The report, which has yet to be finalized, details the Public Utility Commission's legislative recommendations, such as requests for the authority to levy higher penalties and for more explicit responsibility over grid security.
High on the list: the authority to fine companies up to $25,000 per violation.
Current law caps fines at $5,000 for violations such as slamming, switching providers on customers without their knowledge, and cramming, putting misleading charges on customer bills. The law also prevents the commission from assessing administrative penalties if a company fixes problems within 30 days.
Despite receiving more than 50,000 complaints in the last two fiscal years, the agency has settled eight notices of violation and levied $1.5 million in fines since January 2003, most of which came from two companies, according to the report.

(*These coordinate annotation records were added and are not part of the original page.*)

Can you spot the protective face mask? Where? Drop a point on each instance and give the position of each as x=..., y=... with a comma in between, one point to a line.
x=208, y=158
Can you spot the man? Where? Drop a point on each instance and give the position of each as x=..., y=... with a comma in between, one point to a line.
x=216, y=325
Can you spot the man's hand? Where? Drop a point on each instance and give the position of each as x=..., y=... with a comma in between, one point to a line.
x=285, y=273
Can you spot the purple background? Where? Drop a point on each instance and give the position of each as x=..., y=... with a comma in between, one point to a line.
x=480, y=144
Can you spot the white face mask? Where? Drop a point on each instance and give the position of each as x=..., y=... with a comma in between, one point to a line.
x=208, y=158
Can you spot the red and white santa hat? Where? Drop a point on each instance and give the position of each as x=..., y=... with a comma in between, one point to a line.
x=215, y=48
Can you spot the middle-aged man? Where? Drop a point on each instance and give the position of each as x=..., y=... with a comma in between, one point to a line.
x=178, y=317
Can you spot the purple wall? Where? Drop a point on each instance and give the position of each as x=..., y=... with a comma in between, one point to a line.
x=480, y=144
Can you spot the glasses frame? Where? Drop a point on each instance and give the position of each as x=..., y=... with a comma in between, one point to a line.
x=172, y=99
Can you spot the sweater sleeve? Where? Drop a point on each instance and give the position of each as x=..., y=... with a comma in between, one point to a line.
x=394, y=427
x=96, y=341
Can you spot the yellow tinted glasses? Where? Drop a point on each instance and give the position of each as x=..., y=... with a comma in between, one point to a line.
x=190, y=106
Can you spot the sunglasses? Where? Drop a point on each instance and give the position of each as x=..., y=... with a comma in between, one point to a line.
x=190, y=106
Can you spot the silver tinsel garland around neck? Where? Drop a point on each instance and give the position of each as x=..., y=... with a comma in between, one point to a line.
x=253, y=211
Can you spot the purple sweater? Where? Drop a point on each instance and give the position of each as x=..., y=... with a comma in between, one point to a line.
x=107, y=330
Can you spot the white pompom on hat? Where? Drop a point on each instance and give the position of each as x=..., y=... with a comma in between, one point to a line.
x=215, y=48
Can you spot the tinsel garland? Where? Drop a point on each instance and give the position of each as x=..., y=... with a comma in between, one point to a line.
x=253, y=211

The $5,000 cap and 30-day grace period aren't enough to deter electric companies from committing violations and even provide an incentive for companies to violate state rules because they know they can "remedy the violation without penalty," according to the report.
The proposal mirrors a bill state that Rep. Sylvester Turner, D- Houston, filed during the last Legislature. It did not pass.

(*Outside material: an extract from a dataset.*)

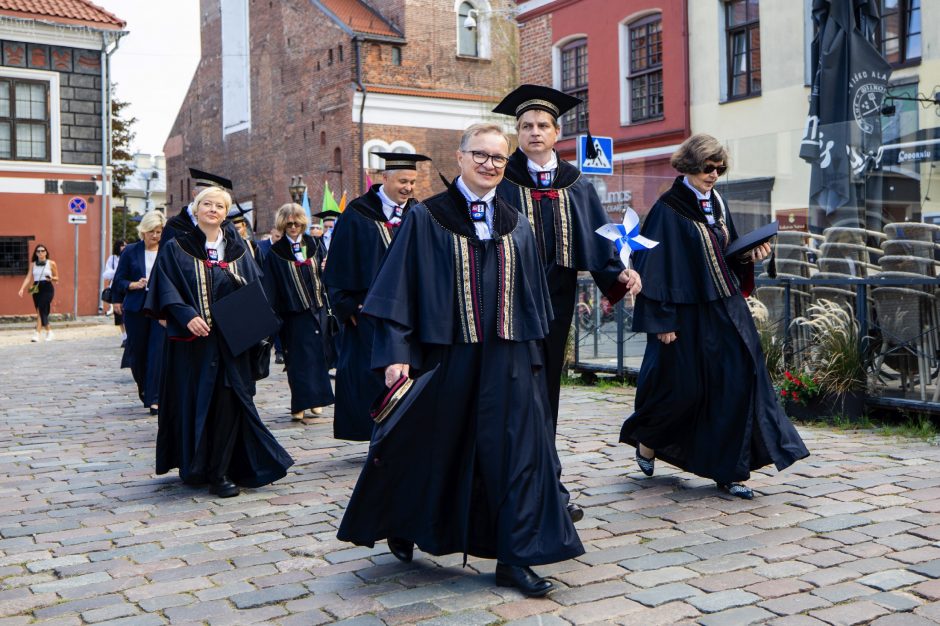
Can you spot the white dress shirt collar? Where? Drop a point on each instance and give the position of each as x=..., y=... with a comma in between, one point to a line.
x=485, y=228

"I wholeheartedly support that," Turner said. "Without it, you will still have companies that are slamming or cramming people in the system."
The commission also asked for authority to require companies that violate rules to disgorge any ill-gotten gains.

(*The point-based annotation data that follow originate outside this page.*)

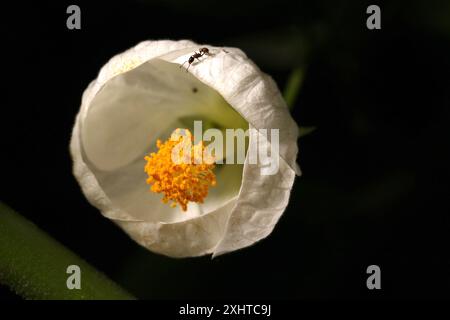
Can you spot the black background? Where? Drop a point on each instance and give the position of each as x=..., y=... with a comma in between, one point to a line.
x=375, y=178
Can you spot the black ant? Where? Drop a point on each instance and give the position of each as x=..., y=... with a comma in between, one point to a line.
x=196, y=55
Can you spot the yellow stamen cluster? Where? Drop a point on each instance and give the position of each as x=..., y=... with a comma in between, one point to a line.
x=184, y=180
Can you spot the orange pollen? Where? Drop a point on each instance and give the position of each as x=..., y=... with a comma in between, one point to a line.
x=186, y=179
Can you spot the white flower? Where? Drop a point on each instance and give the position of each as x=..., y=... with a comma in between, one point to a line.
x=142, y=95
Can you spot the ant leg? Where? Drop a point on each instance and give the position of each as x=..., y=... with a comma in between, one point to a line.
x=181, y=65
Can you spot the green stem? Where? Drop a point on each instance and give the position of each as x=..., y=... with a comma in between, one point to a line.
x=293, y=86
x=34, y=265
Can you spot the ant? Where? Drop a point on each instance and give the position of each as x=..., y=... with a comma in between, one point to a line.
x=196, y=55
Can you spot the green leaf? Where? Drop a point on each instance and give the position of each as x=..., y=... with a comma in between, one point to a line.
x=34, y=265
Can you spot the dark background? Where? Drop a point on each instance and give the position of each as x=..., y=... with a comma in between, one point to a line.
x=375, y=182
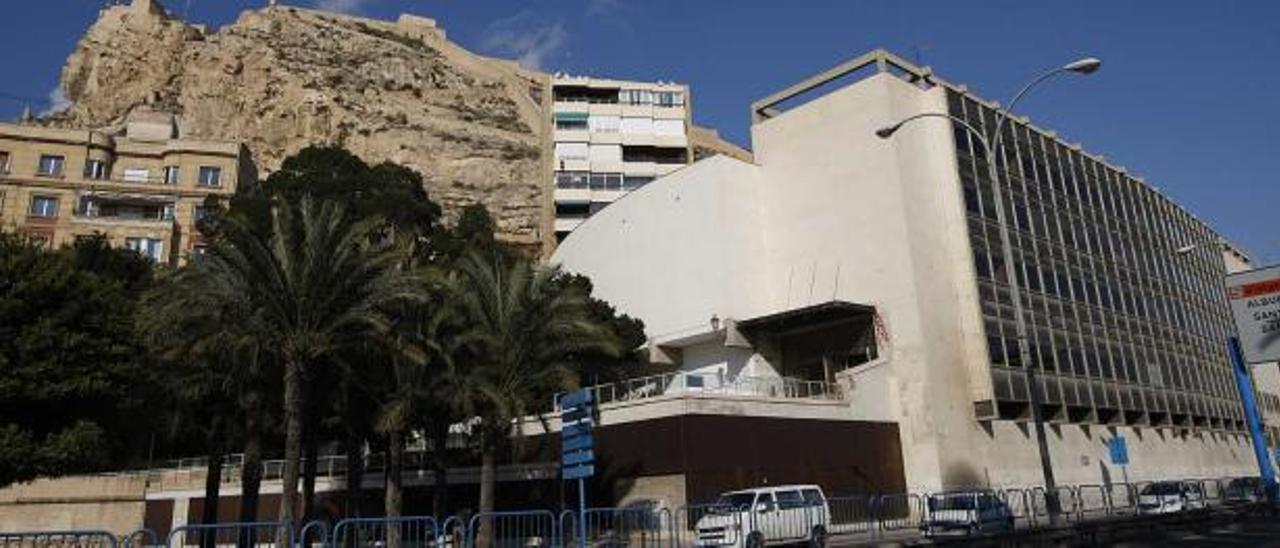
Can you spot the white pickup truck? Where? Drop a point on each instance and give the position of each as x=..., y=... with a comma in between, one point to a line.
x=767, y=516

One request, however, drew concern from Turner.
During the last session, lawmakers tapped the System Benefit Fund, which was used to help low-income consumers pay their electric bills, to help balance the sate budget.
The commission wants authority to change the state-mandated 10 percent discount for low-income consumers if funding runs low.
"I am filing a bill to restore the fund as it was envisioned, that is to make sure the funds that are derived in the System Benefit Fund can't be swept into general appropriations and that the discount remains at a minimum of 10 percent and goes up to 20 percent," Turner said.
He also wants to reinstitute funds, for at least another year and a half, for educational purposes and to help consumers understand the new market.
Consumer advocates would also like to see additional changes.
The PUC should have the power to request rate cuts if natural gas prices come down, said Randy Chapman, executive director of the Texas Legal Services Center.
"That's probably got to be at the top of the list for consumer groups," he said. "Otherwise when gas prices come down, companies will just be allowed to keep charging the higher rates."
The industry supports the PUC's recommendations and supports restoring the System Benefit Fund, said John Fainter, president of the Association of Electric Companies of Texas.
But allowing the PUC to request rate reductions would stymie competition, he said.